On April 18, the U.S. Department of Health & Human Services Office of the Inspector General (“HHS-OIG”) published new criteria regarding when a person or entity will be barred from participating in federal health care programs.  After soliciting recommendations from the public in 2014, and based upon HHS-OIG’s experience in evaluating persons for exclusion, the original rule was revised and will supersede and replace the 1997 Federal Register notice.

The new rule outlines how HHS-OIG will evaluate risk to the federal health care programs and the remedies at their disposal.  Most exclusion matters arise as a result of an investigation of providers under the False Claims Act including pharmacies, physicians, home healthcare agencies, laboratories, hospitals and others involved in the delivery of services paid for by federal health care programs.  HHS-OIG will use a sliding scale of behavior to assess future risk and make a determination of exclusion. The agency can also exercise latitude with the administrative options it can employ.

Depending on the facts and circumstances, HHS-OIG can pursue one of the following approaches when settling a civil or administrative health care fraud case:

  1. Exclusion;
  2. Heightened scrutiny via unilateral monitoring;
  3. Integrity obligations;
  4. Take no further action;
  5. With good faith and full cooperative self-disclosure, release exclusion with no integrity obligations.

In determining whether to impose integrity obligations, such as a Corporate Integrity Agreement (“CIA”), HHS-OIG will consider the financial loss to the federal health care programs in proportion to the size of the entity (i.e. less than 50 employees or larger than 50 employees). HHS-OIG acknowledges there may be less risk when dealing with a successor owner and will consider five criteria when determining successor exclusion:

  1. The entity was purchased after the fraudulent conduct;
  2. There is an existing compliance program;
  3. The new owner has no previous history of settlements with the United States;
  4. Appropriate steps were taken to address the previous misconduct and prevent future misconduct;
  5. Demonstration of other facts and circumstances relevant to the situation.

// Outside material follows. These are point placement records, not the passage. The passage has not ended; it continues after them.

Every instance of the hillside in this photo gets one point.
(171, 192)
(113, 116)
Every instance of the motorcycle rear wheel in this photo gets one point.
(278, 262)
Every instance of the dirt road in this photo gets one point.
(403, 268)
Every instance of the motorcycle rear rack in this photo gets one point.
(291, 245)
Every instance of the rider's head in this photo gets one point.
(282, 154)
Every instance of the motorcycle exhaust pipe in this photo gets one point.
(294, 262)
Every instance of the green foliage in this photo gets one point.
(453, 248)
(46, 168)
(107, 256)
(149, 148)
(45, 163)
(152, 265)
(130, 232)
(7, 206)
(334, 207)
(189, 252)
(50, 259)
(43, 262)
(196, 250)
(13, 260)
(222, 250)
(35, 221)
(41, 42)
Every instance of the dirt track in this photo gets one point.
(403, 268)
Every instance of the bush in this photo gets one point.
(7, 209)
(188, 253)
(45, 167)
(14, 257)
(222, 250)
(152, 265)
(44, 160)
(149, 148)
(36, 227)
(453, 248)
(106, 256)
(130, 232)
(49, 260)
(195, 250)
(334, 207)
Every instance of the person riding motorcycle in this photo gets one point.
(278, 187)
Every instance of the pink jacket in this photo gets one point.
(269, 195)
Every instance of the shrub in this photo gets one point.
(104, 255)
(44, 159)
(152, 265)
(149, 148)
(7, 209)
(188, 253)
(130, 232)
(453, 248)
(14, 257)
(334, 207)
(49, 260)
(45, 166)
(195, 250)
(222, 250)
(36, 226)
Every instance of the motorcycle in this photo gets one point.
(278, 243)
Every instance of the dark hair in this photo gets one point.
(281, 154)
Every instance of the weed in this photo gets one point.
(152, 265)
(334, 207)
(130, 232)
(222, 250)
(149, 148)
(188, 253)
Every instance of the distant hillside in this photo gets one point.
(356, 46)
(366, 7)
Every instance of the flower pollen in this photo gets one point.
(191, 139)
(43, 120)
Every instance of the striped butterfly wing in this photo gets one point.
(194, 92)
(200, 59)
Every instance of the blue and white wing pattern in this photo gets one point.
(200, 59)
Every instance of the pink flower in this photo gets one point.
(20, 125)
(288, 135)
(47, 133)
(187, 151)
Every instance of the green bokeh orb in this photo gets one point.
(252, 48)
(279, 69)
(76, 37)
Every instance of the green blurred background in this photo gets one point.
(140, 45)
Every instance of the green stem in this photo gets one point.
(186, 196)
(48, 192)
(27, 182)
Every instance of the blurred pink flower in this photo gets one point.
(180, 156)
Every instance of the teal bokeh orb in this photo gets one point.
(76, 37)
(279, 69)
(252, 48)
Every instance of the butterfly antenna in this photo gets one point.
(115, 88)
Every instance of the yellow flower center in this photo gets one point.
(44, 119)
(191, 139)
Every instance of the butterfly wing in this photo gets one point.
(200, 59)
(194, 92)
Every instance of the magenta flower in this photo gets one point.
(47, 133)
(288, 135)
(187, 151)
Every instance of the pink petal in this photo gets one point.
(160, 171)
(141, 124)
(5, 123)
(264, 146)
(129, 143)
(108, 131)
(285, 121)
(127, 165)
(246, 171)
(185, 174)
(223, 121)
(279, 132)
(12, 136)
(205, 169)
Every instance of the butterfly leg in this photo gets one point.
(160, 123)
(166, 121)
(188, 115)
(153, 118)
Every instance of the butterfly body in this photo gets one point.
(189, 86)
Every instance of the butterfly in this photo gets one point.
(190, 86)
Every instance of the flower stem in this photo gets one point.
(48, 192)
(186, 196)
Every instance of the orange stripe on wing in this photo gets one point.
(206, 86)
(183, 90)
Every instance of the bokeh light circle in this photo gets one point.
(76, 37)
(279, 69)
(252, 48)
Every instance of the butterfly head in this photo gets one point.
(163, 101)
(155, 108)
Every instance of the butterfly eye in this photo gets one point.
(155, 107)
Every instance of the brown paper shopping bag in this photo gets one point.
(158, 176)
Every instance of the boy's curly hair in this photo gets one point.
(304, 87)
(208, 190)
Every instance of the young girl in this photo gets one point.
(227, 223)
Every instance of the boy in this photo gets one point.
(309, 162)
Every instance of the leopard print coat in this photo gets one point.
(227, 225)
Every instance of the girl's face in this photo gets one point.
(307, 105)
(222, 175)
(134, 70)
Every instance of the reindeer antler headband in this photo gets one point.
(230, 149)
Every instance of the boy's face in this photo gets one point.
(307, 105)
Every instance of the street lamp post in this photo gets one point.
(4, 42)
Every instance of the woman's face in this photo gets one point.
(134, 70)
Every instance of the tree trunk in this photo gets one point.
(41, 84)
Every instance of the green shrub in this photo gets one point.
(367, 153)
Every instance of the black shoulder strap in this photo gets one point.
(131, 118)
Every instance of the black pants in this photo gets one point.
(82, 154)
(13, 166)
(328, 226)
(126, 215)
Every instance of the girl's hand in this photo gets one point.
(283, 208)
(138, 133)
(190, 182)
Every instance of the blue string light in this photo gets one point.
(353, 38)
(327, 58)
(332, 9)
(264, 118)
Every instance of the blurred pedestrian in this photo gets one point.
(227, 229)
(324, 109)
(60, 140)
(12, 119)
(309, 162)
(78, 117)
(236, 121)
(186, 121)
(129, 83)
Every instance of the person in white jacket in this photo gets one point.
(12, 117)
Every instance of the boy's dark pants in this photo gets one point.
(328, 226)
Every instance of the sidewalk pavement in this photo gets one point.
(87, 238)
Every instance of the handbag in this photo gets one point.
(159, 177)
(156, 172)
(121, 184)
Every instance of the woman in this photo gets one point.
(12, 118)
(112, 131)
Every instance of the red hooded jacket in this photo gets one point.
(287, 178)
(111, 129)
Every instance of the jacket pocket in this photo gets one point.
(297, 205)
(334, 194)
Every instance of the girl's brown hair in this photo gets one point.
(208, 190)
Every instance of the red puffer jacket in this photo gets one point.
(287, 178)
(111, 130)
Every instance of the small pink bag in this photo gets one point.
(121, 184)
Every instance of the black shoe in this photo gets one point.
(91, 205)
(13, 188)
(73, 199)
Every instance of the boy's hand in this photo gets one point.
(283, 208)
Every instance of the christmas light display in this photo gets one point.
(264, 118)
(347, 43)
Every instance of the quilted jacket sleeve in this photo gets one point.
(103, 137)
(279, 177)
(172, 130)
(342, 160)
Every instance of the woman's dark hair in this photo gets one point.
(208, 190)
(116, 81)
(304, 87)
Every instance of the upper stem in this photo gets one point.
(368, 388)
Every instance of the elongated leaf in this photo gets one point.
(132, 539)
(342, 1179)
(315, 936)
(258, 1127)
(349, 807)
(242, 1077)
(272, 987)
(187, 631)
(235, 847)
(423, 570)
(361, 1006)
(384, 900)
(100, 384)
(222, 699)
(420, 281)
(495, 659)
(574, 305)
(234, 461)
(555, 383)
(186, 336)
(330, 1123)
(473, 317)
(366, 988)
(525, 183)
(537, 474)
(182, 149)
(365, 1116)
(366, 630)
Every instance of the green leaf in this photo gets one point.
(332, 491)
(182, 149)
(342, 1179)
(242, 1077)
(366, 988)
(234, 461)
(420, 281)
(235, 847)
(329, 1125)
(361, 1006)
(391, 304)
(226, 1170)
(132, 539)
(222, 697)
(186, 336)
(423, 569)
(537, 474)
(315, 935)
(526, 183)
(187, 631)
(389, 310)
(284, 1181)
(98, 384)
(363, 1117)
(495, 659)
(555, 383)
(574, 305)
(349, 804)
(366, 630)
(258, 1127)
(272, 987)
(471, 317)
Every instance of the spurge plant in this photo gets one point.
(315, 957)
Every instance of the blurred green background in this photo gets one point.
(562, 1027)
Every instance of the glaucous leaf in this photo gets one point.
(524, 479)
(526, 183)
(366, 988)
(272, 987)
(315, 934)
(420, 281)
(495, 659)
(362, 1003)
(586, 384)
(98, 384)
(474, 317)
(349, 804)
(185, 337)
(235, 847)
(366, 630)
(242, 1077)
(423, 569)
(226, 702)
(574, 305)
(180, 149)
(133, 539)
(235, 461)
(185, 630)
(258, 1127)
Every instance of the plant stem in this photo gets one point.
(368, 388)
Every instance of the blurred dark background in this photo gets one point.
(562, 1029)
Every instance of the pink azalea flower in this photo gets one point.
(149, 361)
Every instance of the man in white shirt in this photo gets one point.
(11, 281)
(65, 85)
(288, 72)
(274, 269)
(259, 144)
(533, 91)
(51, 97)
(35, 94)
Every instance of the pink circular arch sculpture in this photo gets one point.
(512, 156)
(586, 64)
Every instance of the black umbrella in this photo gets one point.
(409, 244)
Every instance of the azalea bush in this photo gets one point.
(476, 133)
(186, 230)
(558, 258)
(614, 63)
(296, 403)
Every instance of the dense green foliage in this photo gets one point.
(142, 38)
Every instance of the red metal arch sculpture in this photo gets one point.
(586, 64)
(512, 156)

HHS-OIG will also consider various factors in its determination of where a person or entity falls on the compliance risk spectrum.  The lower risk could result in a release without integrity obligations and obviously, higher risk is likely to have exclusion as the final result. It is important to note that the new rule follows the emphasis outlined in the Yates Memo regarding the responsibility of individuals, not just companies. The government will make determinations under four categories, assessing each for higher risk, lower risk or neutral to the risk assessment:

  1. Nature and circumstances of conduct;
  2. Conduct during the investigation;
  3. Significant ameliorative efforts;
  4. History of compliance.

The criteria considered in each of the four categories above is outlined in the new rule and can be viewed here.

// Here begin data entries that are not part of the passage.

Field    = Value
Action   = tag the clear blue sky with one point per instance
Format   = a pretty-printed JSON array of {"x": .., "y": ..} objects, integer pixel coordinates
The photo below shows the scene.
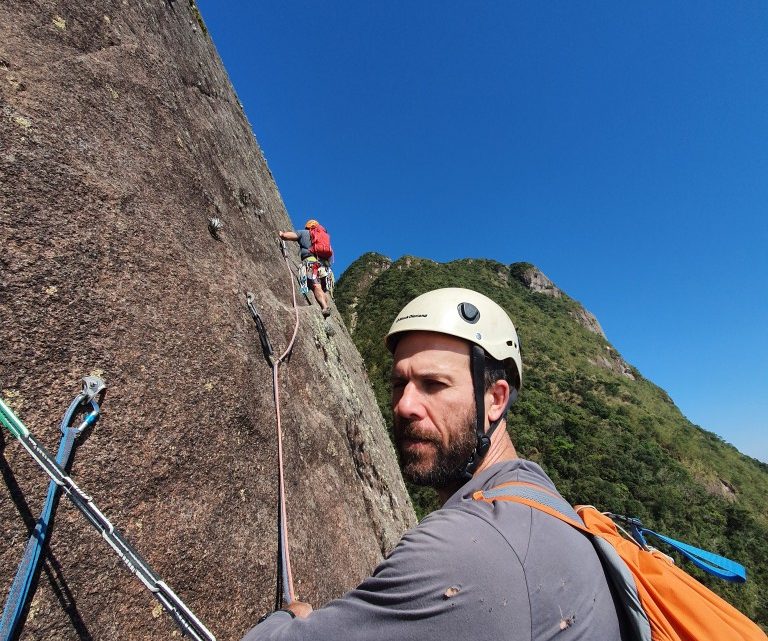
[{"x": 621, "y": 148}]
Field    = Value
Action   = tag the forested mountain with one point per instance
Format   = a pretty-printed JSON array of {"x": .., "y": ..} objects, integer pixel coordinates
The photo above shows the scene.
[{"x": 605, "y": 434}]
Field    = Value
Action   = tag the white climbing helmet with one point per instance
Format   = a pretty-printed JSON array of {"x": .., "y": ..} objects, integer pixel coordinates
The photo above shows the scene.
[{"x": 465, "y": 314}]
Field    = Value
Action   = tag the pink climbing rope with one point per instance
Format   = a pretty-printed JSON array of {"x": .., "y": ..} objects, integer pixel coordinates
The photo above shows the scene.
[{"x": 288, "y": 590}]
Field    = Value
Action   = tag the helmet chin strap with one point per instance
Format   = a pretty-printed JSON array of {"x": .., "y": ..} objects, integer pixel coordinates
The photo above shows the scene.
[{"x": 477, "y": 365}]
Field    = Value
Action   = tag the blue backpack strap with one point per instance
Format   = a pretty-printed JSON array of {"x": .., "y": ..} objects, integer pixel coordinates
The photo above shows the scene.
[{"x": 710, "y": 562}]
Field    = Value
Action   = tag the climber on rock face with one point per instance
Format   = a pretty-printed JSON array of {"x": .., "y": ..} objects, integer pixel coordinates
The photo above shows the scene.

When the original rule was published, credit was given if the company had a compliance program.  This new rule makes it transparently clear that the government expects healthcare providers to have a compliance program and doing so only puts the company and individuals in a neutral position when assessing future risk.  No longer can a compliance program be used as the reason why a CIA should not be imposed.

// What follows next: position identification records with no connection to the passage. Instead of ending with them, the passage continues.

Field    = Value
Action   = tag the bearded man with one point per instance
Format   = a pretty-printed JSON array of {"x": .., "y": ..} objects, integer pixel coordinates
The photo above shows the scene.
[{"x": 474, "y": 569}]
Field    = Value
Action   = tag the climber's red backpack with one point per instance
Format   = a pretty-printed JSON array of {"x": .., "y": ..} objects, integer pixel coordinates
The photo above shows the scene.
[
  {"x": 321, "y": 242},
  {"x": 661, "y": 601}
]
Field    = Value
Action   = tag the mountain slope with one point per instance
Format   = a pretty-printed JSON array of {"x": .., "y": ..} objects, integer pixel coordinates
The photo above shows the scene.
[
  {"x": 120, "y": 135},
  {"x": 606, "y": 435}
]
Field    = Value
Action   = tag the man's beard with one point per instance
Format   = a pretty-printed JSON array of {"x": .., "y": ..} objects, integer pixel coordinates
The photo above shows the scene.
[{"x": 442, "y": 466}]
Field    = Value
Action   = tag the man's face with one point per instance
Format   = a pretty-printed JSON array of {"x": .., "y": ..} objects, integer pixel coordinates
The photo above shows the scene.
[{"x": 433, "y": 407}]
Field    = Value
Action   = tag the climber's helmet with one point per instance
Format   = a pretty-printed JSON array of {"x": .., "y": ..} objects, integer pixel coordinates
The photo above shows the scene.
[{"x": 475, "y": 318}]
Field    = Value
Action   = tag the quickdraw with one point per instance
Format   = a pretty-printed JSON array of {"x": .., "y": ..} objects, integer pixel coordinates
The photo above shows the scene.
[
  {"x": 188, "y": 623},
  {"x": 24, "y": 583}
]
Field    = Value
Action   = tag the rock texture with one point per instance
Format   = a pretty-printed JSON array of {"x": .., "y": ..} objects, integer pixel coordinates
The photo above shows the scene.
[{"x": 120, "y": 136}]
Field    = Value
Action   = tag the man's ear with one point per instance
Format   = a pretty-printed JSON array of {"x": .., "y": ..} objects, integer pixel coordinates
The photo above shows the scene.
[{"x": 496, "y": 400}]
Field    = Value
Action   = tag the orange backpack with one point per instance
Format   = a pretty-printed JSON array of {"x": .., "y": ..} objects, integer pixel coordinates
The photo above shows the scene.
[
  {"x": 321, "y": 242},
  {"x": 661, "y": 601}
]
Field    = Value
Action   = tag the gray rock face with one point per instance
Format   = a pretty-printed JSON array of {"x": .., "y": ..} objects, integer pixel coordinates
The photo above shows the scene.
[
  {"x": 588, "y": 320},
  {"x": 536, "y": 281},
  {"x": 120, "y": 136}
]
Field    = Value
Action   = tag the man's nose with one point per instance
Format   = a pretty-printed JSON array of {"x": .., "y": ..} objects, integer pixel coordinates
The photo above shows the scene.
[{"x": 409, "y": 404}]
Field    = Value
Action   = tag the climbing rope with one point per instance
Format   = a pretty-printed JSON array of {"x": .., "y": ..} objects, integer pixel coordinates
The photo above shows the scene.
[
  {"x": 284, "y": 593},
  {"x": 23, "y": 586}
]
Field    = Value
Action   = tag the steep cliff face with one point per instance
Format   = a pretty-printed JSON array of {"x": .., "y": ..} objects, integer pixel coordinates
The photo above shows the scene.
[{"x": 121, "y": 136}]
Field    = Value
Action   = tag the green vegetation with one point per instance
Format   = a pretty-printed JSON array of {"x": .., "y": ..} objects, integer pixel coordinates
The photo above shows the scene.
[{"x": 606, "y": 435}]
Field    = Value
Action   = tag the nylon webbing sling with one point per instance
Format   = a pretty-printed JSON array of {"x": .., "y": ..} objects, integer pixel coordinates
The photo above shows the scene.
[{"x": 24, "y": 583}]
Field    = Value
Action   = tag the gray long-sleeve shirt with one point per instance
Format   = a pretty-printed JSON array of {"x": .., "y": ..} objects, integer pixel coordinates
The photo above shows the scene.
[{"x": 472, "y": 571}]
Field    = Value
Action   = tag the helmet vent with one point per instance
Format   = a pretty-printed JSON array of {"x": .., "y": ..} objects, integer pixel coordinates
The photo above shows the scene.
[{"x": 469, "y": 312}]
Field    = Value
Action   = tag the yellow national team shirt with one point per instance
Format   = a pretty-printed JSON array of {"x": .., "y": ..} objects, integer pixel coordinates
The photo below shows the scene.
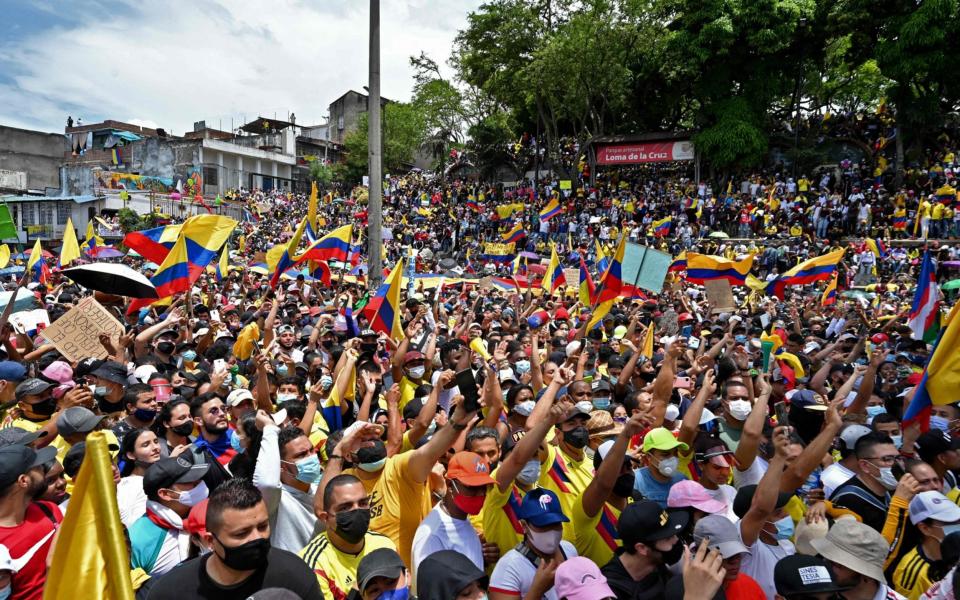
[
  {"x": 595, "y": 537},
  {"x": 911, "y": 576},
  {"x": 498, "y": 518},
  {"x": 567, "y": 478},
  {"x": 336, "y": 571}
]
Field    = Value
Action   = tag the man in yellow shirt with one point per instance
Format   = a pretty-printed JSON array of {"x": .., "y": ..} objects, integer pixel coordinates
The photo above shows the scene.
[{"x": 335, "y": 554}]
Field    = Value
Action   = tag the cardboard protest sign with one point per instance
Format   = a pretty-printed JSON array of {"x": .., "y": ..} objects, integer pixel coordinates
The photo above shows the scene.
[{"x": 77, "y": 333}]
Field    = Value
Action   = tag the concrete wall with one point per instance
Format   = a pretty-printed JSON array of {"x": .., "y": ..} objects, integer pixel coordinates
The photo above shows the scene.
[{"x": 36, "y": 153}]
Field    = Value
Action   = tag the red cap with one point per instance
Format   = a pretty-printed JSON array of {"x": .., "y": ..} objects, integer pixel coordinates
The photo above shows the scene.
[{"x": 469, "y": 468}]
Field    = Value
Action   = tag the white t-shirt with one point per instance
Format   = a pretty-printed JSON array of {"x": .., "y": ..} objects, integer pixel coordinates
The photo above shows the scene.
[
  {"x": 514, "y": 573},
  {"x": 833, "y": 477},
  {"x": 439, "y": 531},
  {"x": 760, "y": 561},
  {"x": 131, "y": 499}
]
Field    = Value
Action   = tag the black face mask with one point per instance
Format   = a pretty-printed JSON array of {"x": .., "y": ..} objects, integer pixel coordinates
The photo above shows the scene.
[
  {"x": 577, "y": 437},
  {"x": 352, "y": 525},
  {"x": 623, "y": 487},
  {"x": 184, "y": 429},
  {"x": 246, "y": 557},
  {"x": 45, "y": 408}
]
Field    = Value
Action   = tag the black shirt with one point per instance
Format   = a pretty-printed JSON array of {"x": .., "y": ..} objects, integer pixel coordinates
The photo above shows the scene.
[{"x": 283, "y": 569}]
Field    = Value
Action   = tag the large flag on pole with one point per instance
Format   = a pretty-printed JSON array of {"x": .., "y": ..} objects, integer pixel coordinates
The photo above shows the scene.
[
  {"x": 925, "y": 311},
  {"x": 90, "y": 559}
]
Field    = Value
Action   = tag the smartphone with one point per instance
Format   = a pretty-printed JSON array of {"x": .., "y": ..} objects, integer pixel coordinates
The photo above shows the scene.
[
  {"x": 782, "y": 412},
  {"x": 467, "y": 384}
]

Compliance programs are expected to be robust and regularly tested to ensure adherence with all federal guidelines. There are several critical criteria to HHS-OIG’s determination of a company of individual’s risk:

  1. Conduct during investigation;
  2. Initiation of an internal investigation before becoming aware of the government’s investigation;
  3. Appropriate disciplinary action taken against culpable individuals;
  4. The company or individual has devoted significant resources dedicated to the compliance function.